23 Nov IL POVERO SACRAMENTO DI DIO Matteo 25,31-46

Gesù vive rivolto a coloro che vede bisognosi di aiuto. È incapace di passare al largo. Nessuna sofferenza gli è estranea. Si identifica con i più piccoli e derelitti e fa per loro tutto ciò che può. Gesù presenta la compassione come il criterio ultimo e decisivo che giudicherà le nostre vite e la nostra identificazione con lui. Non ci dice nulla delle diverse religioni e culti. Parla di qualcosa di molto umano e che tutti comprendono: cosa abbiamo fatto a quelli che hanno vissuto soffrendo vicino a noi?

La scena ci permette di comprendere la «rivoluzione» che Gesù ha introdotto nell’orientamento del mondo.

Ciò che deciderà la sorte finale non è la religione in cui uno è vissuto, nè la fede che ha confessato durante la sua vita. Ciò che è decisivo è vivere con compassione aiutando chi soffre e ha bisogno del nostro aiuto. Quello che si fa alle persone affamate, agli immigrati indifesi, ai malati derelitti o ai carcerati dimenticati da tutti, lo si sta facendo a Dio stesso. La religione più gradita al Signore è la carità.

Ciò che è decisivo nella vita non è quello che diciamo o pensiamo, quello che crediamo o scriviamo. Non bastano neanche i bei sentimenti né le proteste sterili. L’importante è aiutare chi ha bisogno di noi.

La parabola di Gesù ci obbliga a porci delle domande molto concrete: sto facendo qualcosa per qualcuno? A quali persone posso prestare aiuto? Che cosa faccio perché regni un po’ più di giustizia, solidarietà e amicizia tra noi? Che cosa potrei fare di più

Noi abbiamo voluto risolvere tutto in un modo molto semplice: donando denaro, facendo la nostra elemosina e contribuendo alle collette.
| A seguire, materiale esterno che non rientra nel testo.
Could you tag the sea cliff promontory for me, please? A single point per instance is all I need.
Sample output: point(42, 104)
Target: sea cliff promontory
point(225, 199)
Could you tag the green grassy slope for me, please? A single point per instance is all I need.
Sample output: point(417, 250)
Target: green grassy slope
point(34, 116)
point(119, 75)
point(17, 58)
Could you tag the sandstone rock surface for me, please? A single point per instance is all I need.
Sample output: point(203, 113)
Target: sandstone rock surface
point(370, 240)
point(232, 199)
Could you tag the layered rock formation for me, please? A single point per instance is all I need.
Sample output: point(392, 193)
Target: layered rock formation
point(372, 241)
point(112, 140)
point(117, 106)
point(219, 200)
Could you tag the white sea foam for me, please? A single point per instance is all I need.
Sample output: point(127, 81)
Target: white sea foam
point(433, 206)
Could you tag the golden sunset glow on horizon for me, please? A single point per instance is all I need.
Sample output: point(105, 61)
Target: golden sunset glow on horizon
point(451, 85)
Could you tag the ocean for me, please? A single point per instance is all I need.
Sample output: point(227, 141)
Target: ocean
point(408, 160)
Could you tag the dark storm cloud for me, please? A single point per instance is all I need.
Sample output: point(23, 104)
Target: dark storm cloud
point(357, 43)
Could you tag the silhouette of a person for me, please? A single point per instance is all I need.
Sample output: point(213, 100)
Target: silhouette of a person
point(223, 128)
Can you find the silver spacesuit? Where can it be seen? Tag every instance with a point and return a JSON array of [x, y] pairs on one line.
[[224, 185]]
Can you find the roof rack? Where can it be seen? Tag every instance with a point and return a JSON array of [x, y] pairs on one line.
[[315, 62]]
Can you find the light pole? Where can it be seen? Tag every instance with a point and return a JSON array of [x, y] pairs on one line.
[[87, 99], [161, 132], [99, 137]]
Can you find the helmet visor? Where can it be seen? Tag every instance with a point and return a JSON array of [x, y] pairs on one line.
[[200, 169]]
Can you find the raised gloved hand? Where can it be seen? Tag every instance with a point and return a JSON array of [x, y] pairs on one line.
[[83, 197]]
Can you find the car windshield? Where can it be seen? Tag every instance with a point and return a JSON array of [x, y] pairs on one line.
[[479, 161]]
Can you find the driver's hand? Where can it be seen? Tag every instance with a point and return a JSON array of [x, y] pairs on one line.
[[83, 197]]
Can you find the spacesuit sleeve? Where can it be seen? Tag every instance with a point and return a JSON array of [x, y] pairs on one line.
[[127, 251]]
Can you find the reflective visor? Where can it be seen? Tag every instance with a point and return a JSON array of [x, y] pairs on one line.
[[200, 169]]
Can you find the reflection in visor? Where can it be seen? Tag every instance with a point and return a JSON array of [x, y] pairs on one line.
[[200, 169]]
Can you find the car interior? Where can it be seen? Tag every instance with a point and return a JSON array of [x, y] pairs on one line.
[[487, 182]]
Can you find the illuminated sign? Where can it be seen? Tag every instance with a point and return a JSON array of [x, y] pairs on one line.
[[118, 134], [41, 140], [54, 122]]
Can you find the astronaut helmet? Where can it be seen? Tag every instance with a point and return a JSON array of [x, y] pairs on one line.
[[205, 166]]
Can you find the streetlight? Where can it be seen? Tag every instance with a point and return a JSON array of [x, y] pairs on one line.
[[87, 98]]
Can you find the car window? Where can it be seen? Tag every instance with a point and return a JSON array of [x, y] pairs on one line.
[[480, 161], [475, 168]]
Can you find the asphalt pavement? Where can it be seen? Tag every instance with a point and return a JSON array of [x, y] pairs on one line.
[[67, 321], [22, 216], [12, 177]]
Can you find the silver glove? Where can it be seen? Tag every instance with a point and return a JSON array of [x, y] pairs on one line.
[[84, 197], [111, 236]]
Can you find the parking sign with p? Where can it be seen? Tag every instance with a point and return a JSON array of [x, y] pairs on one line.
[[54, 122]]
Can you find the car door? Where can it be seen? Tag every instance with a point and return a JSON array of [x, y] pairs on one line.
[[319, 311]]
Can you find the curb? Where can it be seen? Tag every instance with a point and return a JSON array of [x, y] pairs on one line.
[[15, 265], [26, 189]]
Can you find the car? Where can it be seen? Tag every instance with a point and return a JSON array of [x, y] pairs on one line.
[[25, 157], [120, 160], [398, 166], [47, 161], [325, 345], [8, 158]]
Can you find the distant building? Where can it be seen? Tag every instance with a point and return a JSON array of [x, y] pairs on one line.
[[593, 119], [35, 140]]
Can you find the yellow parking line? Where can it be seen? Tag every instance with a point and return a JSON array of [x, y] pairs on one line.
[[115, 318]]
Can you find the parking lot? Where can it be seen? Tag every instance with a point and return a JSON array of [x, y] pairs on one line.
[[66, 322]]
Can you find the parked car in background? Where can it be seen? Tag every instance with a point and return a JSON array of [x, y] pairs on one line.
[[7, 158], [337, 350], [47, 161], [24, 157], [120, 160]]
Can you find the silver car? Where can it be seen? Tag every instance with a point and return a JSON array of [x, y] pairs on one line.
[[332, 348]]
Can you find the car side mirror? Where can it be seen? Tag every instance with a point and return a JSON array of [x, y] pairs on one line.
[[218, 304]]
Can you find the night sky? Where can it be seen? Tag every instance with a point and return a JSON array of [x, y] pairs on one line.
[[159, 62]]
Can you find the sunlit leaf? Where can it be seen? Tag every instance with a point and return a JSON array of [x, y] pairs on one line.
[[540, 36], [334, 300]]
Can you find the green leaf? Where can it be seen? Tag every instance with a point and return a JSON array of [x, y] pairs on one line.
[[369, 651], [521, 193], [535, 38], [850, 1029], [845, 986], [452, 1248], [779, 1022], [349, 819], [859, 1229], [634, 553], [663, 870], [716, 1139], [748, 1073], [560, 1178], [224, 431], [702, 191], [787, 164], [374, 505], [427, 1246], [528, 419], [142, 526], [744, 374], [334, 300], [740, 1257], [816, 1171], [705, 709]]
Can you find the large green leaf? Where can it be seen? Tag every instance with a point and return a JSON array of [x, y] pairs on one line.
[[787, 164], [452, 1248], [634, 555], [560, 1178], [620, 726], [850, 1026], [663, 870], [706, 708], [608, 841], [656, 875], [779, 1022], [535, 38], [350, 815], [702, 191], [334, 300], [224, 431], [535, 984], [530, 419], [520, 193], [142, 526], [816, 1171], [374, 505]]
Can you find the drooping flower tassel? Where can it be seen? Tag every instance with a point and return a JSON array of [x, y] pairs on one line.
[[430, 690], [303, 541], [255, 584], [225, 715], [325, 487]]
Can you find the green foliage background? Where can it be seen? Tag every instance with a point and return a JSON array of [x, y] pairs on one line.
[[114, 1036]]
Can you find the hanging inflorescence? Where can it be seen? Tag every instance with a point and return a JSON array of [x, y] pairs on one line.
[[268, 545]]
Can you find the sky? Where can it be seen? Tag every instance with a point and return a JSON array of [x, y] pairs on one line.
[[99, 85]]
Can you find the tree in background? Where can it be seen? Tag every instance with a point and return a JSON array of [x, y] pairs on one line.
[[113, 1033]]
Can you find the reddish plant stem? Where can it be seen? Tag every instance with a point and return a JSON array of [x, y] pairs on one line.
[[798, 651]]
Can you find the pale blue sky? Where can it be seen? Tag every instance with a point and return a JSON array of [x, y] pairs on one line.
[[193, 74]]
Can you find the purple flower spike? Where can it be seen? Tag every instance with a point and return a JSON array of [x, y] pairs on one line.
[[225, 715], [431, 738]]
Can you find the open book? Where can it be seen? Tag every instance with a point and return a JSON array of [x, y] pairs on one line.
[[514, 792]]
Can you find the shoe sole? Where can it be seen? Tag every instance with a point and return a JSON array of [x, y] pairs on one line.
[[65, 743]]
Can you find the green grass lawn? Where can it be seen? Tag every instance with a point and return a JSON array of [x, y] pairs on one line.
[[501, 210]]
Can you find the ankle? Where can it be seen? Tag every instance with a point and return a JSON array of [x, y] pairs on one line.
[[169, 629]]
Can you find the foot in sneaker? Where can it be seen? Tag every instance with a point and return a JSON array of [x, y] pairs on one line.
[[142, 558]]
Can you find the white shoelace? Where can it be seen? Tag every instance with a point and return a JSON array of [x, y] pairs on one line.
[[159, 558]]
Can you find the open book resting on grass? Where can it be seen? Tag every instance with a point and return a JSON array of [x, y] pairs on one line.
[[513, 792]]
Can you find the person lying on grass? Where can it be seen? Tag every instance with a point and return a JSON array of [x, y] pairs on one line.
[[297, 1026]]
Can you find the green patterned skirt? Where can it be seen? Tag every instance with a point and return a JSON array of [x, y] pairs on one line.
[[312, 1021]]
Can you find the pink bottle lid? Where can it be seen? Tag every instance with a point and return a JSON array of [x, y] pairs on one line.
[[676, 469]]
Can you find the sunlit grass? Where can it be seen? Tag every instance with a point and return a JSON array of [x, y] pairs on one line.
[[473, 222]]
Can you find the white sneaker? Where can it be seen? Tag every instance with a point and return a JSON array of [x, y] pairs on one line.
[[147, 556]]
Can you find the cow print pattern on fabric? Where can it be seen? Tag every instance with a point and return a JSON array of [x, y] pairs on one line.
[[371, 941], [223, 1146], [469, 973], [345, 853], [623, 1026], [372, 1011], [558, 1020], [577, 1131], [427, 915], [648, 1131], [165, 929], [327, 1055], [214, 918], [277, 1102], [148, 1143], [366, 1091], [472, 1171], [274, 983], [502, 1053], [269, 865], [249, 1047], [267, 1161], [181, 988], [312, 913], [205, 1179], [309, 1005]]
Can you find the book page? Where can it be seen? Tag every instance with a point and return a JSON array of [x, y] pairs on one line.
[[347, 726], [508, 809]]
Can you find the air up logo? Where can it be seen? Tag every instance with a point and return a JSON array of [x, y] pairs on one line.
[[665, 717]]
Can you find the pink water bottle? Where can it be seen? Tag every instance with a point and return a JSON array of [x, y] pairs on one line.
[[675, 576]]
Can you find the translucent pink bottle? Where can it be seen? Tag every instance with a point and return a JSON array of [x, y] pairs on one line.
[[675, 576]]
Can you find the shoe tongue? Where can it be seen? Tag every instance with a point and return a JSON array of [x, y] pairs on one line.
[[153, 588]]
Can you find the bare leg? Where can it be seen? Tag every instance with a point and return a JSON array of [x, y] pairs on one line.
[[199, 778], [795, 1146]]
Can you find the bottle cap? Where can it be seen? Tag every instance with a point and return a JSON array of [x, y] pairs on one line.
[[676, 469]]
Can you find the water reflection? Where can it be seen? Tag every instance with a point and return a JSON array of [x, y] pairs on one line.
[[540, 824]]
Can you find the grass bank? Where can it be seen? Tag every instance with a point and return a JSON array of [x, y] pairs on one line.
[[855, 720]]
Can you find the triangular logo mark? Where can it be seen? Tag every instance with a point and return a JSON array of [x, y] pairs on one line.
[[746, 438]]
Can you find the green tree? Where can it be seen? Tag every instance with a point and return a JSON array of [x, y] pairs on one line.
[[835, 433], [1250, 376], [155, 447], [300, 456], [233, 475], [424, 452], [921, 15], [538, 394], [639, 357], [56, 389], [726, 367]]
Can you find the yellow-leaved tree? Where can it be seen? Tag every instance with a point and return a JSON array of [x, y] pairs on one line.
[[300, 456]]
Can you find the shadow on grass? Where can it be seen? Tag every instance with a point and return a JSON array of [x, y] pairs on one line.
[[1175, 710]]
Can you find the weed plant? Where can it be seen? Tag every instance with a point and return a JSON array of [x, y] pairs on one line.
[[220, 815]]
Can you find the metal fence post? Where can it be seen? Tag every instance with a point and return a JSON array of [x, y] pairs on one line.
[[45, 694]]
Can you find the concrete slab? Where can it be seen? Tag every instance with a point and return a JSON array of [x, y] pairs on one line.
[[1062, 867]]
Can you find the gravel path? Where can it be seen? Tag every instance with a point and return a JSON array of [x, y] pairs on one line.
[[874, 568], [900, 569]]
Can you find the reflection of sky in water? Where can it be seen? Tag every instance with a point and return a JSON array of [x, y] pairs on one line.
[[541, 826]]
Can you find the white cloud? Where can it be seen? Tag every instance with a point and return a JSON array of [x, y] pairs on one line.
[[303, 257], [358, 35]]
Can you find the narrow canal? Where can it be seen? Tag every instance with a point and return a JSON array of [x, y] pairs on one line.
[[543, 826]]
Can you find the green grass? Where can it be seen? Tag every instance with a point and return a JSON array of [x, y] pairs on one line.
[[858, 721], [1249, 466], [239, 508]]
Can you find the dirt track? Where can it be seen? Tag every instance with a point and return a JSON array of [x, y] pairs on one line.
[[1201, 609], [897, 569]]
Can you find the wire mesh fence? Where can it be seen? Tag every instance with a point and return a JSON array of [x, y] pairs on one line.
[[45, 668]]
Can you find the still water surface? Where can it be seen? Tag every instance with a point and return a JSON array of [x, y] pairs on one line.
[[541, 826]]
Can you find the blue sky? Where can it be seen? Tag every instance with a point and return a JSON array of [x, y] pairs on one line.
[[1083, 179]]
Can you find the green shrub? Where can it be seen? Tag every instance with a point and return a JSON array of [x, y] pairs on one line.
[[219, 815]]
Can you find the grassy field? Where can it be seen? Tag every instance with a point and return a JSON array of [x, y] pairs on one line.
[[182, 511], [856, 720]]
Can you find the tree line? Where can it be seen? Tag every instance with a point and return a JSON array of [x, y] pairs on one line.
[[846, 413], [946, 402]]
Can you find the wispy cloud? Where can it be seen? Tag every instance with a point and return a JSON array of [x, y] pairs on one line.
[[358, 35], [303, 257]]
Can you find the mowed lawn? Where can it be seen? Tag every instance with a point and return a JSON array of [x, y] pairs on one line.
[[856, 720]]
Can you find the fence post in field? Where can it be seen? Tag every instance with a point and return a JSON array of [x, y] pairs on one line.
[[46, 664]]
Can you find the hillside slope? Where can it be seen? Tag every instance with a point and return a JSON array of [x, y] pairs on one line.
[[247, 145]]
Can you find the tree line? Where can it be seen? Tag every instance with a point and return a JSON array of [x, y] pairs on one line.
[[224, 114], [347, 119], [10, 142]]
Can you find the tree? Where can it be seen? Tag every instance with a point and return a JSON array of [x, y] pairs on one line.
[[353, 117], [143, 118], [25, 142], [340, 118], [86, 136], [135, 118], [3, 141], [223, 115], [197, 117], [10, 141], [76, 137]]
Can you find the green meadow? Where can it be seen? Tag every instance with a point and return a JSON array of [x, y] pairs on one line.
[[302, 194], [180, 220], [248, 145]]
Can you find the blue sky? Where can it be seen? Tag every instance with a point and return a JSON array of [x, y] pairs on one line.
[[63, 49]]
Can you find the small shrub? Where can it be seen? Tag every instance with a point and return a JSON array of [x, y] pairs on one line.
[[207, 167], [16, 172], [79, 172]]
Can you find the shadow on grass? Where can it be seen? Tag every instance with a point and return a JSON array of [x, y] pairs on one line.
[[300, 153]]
Ma le cose non sono tanto semplici: “Le esigenze dell’amore che sono qui richieste non si soddisfano con il sacramento del denaro, per la semplice ragione che il modo stesso con cui ci si procura questo denaro porta a incrementare quella stessa povertà a cui con esso si vuole porre rimedio”. Johann Baptist Metz.

Anche oggi ci si chiede di dare un bicchiere di acqua all’assetato che incontriamo, ma ci si chiede anche di trasformare la nostra società al servizio dei più bisognosi e diseredati.

Davanti alle ingiustizie concrete della nostra società, un cristiano non può pretendere di avere una neutralità ingenua, dicendo che non si vuole «mettere in politica».

L’uomo credente che contempla Cristo nudo, umile, povero, si lascia da Lui interpellare e guidare continuamente per imitarlo. Cristo nella sua umiltà, mitezza e povertà apre il cammino di una vera fraternità. Una fraternità in cui si affermano sempre più accoglienza, stima, servizio, benevolenza… ; uno stile di vita in cui non si prevarica, ma si prendono le distanze da ogni ricerca di potere, per non lasciare che prevalga l’orgoglio, l’arroganza, la violenza; la vita fraterna si pone come segno di credibilità in quanto si cerca sempre ciò che unisce non ciò che divide, non solo all’interno della vita della comunità, ma anche all’esterno fra gli uomini di buona volontà.

La povertà come verità dell’uomo non è una chiusura nella propria indigenza, ma si sviluppa come vera attenzione verso il più bisognoso, verso l’ultimo, verso chi sta più indietro, mettendosi all’ultimo posto, facendosi povero con e per i poveri. La responsabilità dischiude l’orizzonte della nostra esistenza manifestandosi anche come attenzione all’altro e agli altri di oggi, ma anche di domani. Sobrietà, magnanimità, lungimiranza sono gli atteggiamenti per un comportamento responsabile. La capacità di fermarsi, di chinarsi, di assumere, di farsi carico, di pagare di persona. Il credente è capace di creare uno stile di responsabilità che vince l’indifferenza. La responsabilita crea ed educa alla responsabilità, fa persone capaci di donarsi.

Mai chiusura in se stessi alla ricerca di difese, privilegi o potere. La responsabilita rivela sempre lo stile del dono di sé.